“Hij heeft het gedaan, mevrouw de rechter. Hij is degene”, aldus J.B., die een getuige heeft beschuldigd van een verkrachting in juli vorig jaar, waarvoor juist hij wordt vervolgd.
J.B. verklaarde tijdens de confrontatie met de getuige in de rechtszaal dat deze hem zelf had verteld een meisje uit de omgeving te hebben verkracht. De getuige ontkende echter de beschuldiging van J.B. en verklaarde aan de rechter dat dit gesprek nooit heeft plaatsgevonden.
J.B.: “Hij heeft het mij zelf gezegd. Nadat het incident had plaats gevonden, belde hij mijn neefje om te zeggen dat ‘mi ede span’. Omdat ik hem ken, ben ik naar hem toe gegaan om te vragen waarover hij zich zorgen maakte. In dat gesprek zei hij dat hij het meisje had misbruikt.” Hij zei dat hij op de bewuste dag niet naar de woning van het slachtoffer is geweest, zoals de moeder bij de politie en bij de rechter heeft verklaard. ”Ik was niet daar en ik heb niets gedaan”, zei de beklaagde.
De jongemannen wonen in dezelfde plantage als het meisje en kennen elkaar goed. Volgens de getuige hebben hij en de verdachte nooit gesproken over het voorval. Nadat de getuige hoorde dat er iets was gebeurd in de omgeving, belde hij wel met een neefje van de verdachte. Die bevestigde alleen maar wat hij had gehoord. Volgens de getuige probeert de verdachte ten onrechte zijn problemen op hem af te schuiven.
Tijdens een eerdere zitting had de moeder van het slachtoffer verklaard dat zij bij thuiskomst merkte dat alle lichten rond het huis uit waren. Ze zag de gedaante van een man naast het huis in het donker. Terwijl ze dichterbij kwam, pakte de man die alleen in zijn onderbroek was, zijn kleren van de grond, trok ze haastig aan en rende weg. Ze herkende de persoon als J.B. Nadat de man was vertrokken, trof de vrouw haar dochter aan in de badkamer.
Het slachtoffer vertelde haar wat er was gebeurd. De verdachte ontkent de beschuldigingen en is er bijna zeker van dat hij het slachtoffer is geworden van een familieruzie.

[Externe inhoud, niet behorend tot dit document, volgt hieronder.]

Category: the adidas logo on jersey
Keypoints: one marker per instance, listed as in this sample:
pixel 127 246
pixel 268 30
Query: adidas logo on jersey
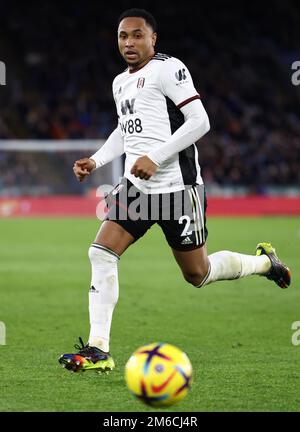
pixel 187 240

Het slachtoffer, dat eerder als getuige op de zitting verscheen, heeft een beroep gedaan op haar verschoningsrecht en heeft dus afgezien van een getuigenis. Volgens de openbare aanklager heeft ze bij de politie wel gedetailleerd verteld over de handelingen van de verdachte.
De rechter heeft donderdag de onmiddellijke vrijlating van J.B. bevolen, met de uitdrukkelijke kanttekening dat dit niet betekent dat hij onschuldig is. Hij heeft de plicht op elke zitting te verschijnen. Als de zaak resulteert in een vonnis dat langer is dan de tijd die hij in voorarrest heeft gezeten, kan hij alsnog worden opgepakt. De zaak wordt opnieuw behandeld tegen eind maart.